What advice do you have for women currently in an emergency context?

– You should be open minded, be aware of cultural diversity and be flexible to adapt.  Respecting the local community and drawing from the local wisdom and knowledge of local staff is crucial. Moreover, it is important to take care of yourself, exercise, eat, make friends and develop positive coping strategies. With regards to Safety and Security, you have to be particularly careful as a women and should abide to the protocols, including your clothing style.

What are the main benefits / challenges of working in an emergency context?

– It is certainly challenging to be away from your family and enter a new environment without friends and limited internet connection. You have to find your place in a new team. Moreover, things never go as planned and you have to remain flexible and responsive. You are really pushed out of your comfort zone.

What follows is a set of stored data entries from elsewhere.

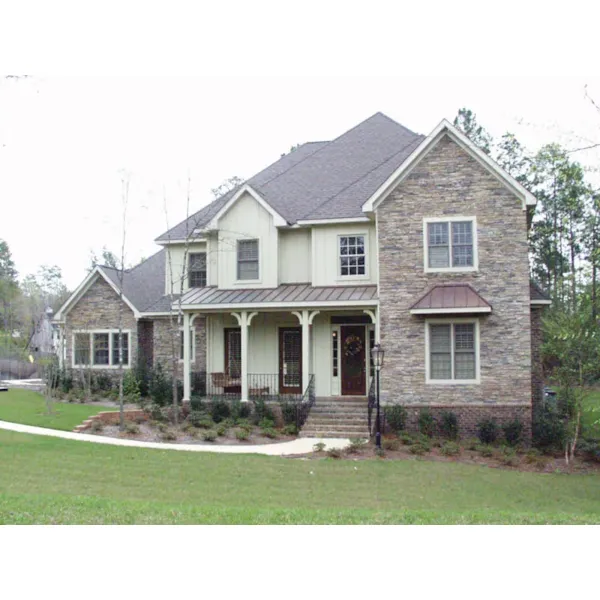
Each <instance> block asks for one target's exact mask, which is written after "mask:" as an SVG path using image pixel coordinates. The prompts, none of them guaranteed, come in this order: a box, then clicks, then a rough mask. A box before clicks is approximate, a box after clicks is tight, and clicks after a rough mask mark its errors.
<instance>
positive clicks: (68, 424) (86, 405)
mask: <svg viewBox="0 0 600 600" xmlns="http://www.w3.org/2000/svg"><path fill="white" fill-rule="evenodd" d="M104 410H110V409H109V408H106V407H105V406H90V405H86V404H66V403H64V402H55V403H54V409H53V413H52V414H50V415H49V414H47V409H46V402H45V401H44V398H43V397H42V396H41V395H40V394H38V393H37V392H32V391H31V390H20V389H16V388H12V389H10V390H8V392H2V393H0V421H10V422H11V423H22V424H24V425H35V426H37V427H48V428H50V429H62V430H64V431H72V430H73V429H74V428H75V427H77V425H81V423H83V421H85V420H86V419H88V418H89V417H91V416H92V415H95V414H96V413H99V412H102V411H104Z"/></svg>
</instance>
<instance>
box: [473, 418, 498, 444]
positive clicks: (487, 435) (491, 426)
mask: <svg viewBox="0 0 600 600" xmlns="http://www.w3.org/2000/svg"><path fill="white" fill-rule="evenodd" d="M477 437H478V438H479V440H480V441H481V443H482V444H493V443H494V442H495V441H496V440H497V439H498V423H496V420H495V419H484V420H483V421H480V422H479V424H478V425H477Z"/></svg>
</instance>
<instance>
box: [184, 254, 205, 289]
mask: <svg viewBox="0 0 600 600" xmlns="http://www.w3.org/2000/svg"><path fill="white" fill-rule="evenodd" d="M188 261H189V263H188V276H189V286H190V287H206V252H198V253H194V254H190V255H189V257H188Z"/></svg>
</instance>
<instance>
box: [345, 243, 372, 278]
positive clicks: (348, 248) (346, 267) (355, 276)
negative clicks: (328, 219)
mask: <svg viewBox="0 0 600 600" xmlns="http://www.w3.org/2000/svg"><path fill="white" fill-rule="evenodd" d="M339 244H340V246H339V251H340V254H339V261H340V263H339V264H340V271H339V273H340V276H341V277H361V276H362V277H364V276H365V275H366V274H367V270H366V269H367V266H366V246H365V236H364V235H341V236H340V237H339Z"/></svg>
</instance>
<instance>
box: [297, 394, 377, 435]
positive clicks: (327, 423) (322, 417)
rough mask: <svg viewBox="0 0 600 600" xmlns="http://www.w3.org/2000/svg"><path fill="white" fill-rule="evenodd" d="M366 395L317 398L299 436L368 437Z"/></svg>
mask: <svg viewBox="0 0 600 600" xmlns="http://www.w3.org/2000/svg"><path fill="white" fill-rule="evenodd" d="M367 403H368V401H367V397H366V396H332V397H327V398H317V399H316V401H315V404H314V406H313V407H312V408H311V410H310V413H309V415H308V418H307V419H306V423H305V424H304V427H303V428H302V431H301V432H300V437H329V438H368V437H369V427H368V412H367Z"/></svg>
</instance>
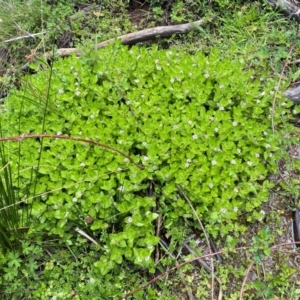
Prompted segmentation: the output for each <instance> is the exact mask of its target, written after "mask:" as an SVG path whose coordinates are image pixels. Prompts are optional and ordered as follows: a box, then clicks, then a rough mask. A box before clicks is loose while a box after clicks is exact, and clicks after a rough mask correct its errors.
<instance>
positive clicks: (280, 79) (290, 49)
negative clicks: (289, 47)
mask: <svg viewBox="0 0 300 300" xmlns="http://www.w3.org/2000/svg"><path fill="white" fill-rule="evenodd" d="M294 48H295V45H292V46H291V48H290V51H289V55H288V57H290V56H291V54H292V52H293V51H294ZM287 65H288V58H287V59H286V61H285V63H284V66H283V68H282V70H281V73H280V76H279V81H278V84H277V86H276V89H275V94H274V98H273V103H272V110H271V120H272V131H273V133H274V132H275V124H274V113H275V105H276V99H277V95H278V91H279V88H280V85H281V81H282V78H283V75H284V72H285V69H286V68H287Z"/></svg>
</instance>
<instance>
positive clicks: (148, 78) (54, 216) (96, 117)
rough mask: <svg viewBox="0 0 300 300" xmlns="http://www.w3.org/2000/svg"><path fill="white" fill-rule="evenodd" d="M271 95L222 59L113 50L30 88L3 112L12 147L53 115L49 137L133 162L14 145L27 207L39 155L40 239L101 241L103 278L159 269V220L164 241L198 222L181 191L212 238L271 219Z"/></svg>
mask: <svg viewBox="0 0 300 300" xmlns="http://www.w3.org/2000/svg"><path fill="white" fill-rule="evenodd" d="M48 88H49V97H48V96H47V91H48ZM274 91H275V82H274V80H273V79H268V78H256V77H254V76H253V72H251V70H246V66H244V65H242V64H241V63H240V62H239V61H238V60H236V59H233V60H230V59H223V58H222V57H220V54H219V52H218V51H217V50H212V52H211V54H210V55H209V56H205V55H203V54H202V53H197V54H195V55H193V56H191V55H188V54H186V53H184V52H172V51H159V50H157V49H156V48H155V47H153V48H152V49H149V50H147V49H145V48H139V47H132V48H131V49H128V48H127V47H123V46H120V45H117V44H114V45H112V46H110V47H108V48H107V49H105V50H101V51H99V52H97V53H95V52H93V51H91V52H90V53H88V54H86V55H84V56H83V57H82V58H76V57H70V58H66V59H61V60H59V61H57V62H55V63H54V65H53V69H52V70H46V71H42V72H39V73H38V74H36V75H34V76H30V77H27V78H25V79H24V83H23V86H22V88H21V90H14V91H13V92H12V93H11V95H10V97H9V98H8V100H7V102H6V112H5V113H4V114H2V120H3V121H5V122H7V123H6V124H9V126H4V127H5V128H2V131H3V132H2V134H3V135H4V136H15V135H21V134H33V133H34V134H36V133H42V130H43V120H44V112H45V110H46V117H45V128H44V132H46V133H49V134H55V135H68V136H72V137H78V138H88V139H91V140H94V141H98V142H100V143H103V144H106V145H109V146H112V147H114V148H116V149H119V150H121V151H122V152H123V153H126V154H128V155H129V156H130V157H131V158H132V160H133V161H134V162H135V163H136V165H135V164H134V163H133V162H132V161H130V160H129V159H128V158H127V157H125V156H123V155H121V154H119V153H116V152H115V151H110V150H108V149H105V148H103V147H98V146H95V145H90V144H86V143H81V142H76V141H70V140H66V139H65V140H64V139H44V140H43V143H42V147H41V140H38V139H31V140H23V141H21V142H20V143H7V148H8V151H9V156H10V159H11V160H12V161H13V166H14V167H15V170H17V166H18V165H19V167H20V171H21V172H20V176H19V179H18V180H19V182H20V187H21V189H22V191H26V192H23V196H24V197H28V184H29V182H30V180H31V176H32V167H35V166H37V160H38V157H39V153H42V154H41V162H40V167H39V170H38V172H39V174H38V186H37V191H36V192H37V193H38V194H40V195H41V196H40V197H38V198H35V199H34V200H31V201H29V203H31V204H32V206H33V217H34V220H33V222H34V228H35V230H37V231H38V230H43V231H47V232H49V233H52V234H58V235H59V236H60V237H62V238H64V239H70V238H71V237H72V235H73V234H74V231H73V230H72V229H73V228H74V227H75V226H79V227H80V228H85V230H88V229H87V228H86V227H89V230H90V234H94V236H95V237H97V238H98V237H99V236H102V237H101V239H102V240H103V241H105V245H104V246H103V248H102V250H101V251H102V255H101V259H100V261H99V262H98V263H96V266H97V267H99V269H100V270H101V272H102V273H106V272H108V271H109V270H111V269H113V268H114V266H115V265H116V264H121V263H122V261H123V259H124V258H126V259H128V260H130V261H133V262H134V263H136V264H138V265H141V266H143V267H151V266H152V264H153V262H152V260H151V253H152V252H153V250H154V246H155V245H156V244H157V243H158V240H159V239H158V237H156V236H155V219H156V218H157V217H158V215H159V214H162V217H163V226H164V228H165V229H166V231H168V230H169V229H171V228H172V227H173V228H174V226H179V224H180V222H182V220H187V219H192V218H194V215H193V213H192V211H191V208H190V206H189V204H188V203H187V201H186V200H185V199H184V198H183V197H182V195H180V194H179V192H178V188H177V187H178V186H181V187H182V188H183V190H184V191H185V192H186V194H187V195H188V197H189V199H190V200H191V203H192V205H193V206H194V208H195V209H196V212H197V214H198V215H199V216H200V218H201V219H202V220H204V221H205V222H206V223H207V227H206V228H207V229H208V231H209V232H210V233H211V234H218V233H220V234H227V233H229V232H232V231H236V232H238V231H239V232H241V231H243V230H244V227H243V226H244V225H241V224H238V222H236V220H237V219H238V218H239V217H240V216H241V215H246V217H247V219H248V220H249V221H253V220H258V219H261V218H262V217H263V212H260V205H261V203H262V202H264V201H267V198H268V189H269V188H270V186H271V183H270V182H269V181H268V180H267V175H268V173H269V172H270V171H271V170H272V171H274V166H275V165H276V164H275V159H276V155H275V154H274V153H275V151H276V149H277V146H278V145H279V141H280V139H279V137H278V136H276V135H274V134H272V131H271V111H270V109H271V107H272V101H273V97H274ZM281 104H282V106H281V107H286V106H288V105H287V103H284V102H283V103H281ZM278 112H281V113H282V112H284V111H283V110H277V112H276V114H275V115H274V120H275V122H276V123H277V124H279V123H280V122H281V121H282V118H283V117H282V115H281V116H279V113H278ZM266 116H269V118H268V117H266ZM19 151H20V152H19ZM19 153H21V159H20V160H19V159H18V157H19ZM139 166H140V167H139ZM16 182H18V181H16ZM30 192H31V193H33V188H32V187H31V190H30ZM92 232H93V233H92Z"/></svg>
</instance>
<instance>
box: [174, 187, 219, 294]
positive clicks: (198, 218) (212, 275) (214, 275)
mask: <svg viewBox="0 0 300 300" xmlns="http://www.w3.org/2000/svg"><path fill="white" fill-rule="evenodd" d="M177 188H178V190H179V192H180V193H181V194H182V196H183V197H184V198H185V200H186V201H187V202H188V203H189V205H190V207H191V209H192V211H193V213H194V215H195V217H196V218H197V220H198V223H199V225H200V227H201V229H202V231H203V233H204V236H205V240H206V244H207V247H208V250H209V253H210V254H211V253H213V252H212V250H211V246H210V242H209V238H208V235H207V233H206V230H205V228H204V226H203V224H202V222H201V220H200V218H199V216H198V214H197V212H196V211H195V209H194V207H193V205H192V203H191V201H190V199H189V198H188V197H187V195H186V194H185V193H184V191H183V189H182V188H181V186H179V185H177ZM210 265H211V299H212V300H213V299H214V280H215V275H214V260H213V257H212V256H210Z"/></svg>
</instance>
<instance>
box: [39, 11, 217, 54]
mask: <svg viewBox="0 0 300 300" xmlns="http://www.w3.org/2000/svg"><path fill="white" fill-rule="evenodd" d="M212 18H213V17H212ZM209 20H210V19H209V18H206V19H202V20H198V21H195V22H191V23H186V24H180V25H171V26H159V27H154V28H149V29H144V30H140V31H137V32H132V33H128V34H125V35H122V36H119V37H117V38H116V39H119V40H121V43H122V44H123V45H133V44H136V43H140V42H144V41H148V40H151V39H153V38H156V37H170V36H172V35H173V34H184V33H188V32H190V31H192V30H197V28H196V26H200V25H203V23H205V21H209ZM194 24H195V25H196V26H195V25H194ZM114 41H115V38H113V39H109V40H107V41H104V42H101V43H99V44H97V45H96V49H101V48H105V47H106V46H107V45H109V44H112V43H113V42H114ZM72 53H75V54H76V55H77V56H81V55H82V51H81V50H80V49H77V48H61V49H57V50H56V53H55V54H56V55H58V56H60V57H65V56H70V55H71V54H72ZM52 56H53V53H52V52H46V53H45V54H44V57H45V58H47V59H51V58H52Z"/></svg>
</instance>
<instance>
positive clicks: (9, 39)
mask: <svg viewBox="0 0 300 300" xmlns="http://www.w3.org/2000/svg"><path fill="white" fill-rule="evenodd" d="M46 33H48V31H43V32H39V33H33V34H31V35H22V36H18V37H16V38H12V39H9V40H6V41H4V42H3V43H10V42H14V41H18V40H22V39H27V38H32V37H35V36H39V35H42V34H46Z"/></svg>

But that’s also a very positive thing, as it makes you grow and develop. I really enjoyed my emergency experience in Nigeria and feel confident now to go on an international assignment. It was very diverse and I was given many additional responsibilities. The pace of learning in an emergency is so much faster and you have the opportunity to explore new areas all the time. Although I already had plenty of emergency experience on the national level I have learned so much, as it was a different environment. It also showed me that many things are possible to achieve with UNICEF's simplified emergency procedures and great coordination and team collaboration on the ground. If you can handle an emergency assignment, you can handle any assignment. It is the best way to move internationally and I enjoy every bit of my work with UNICEF.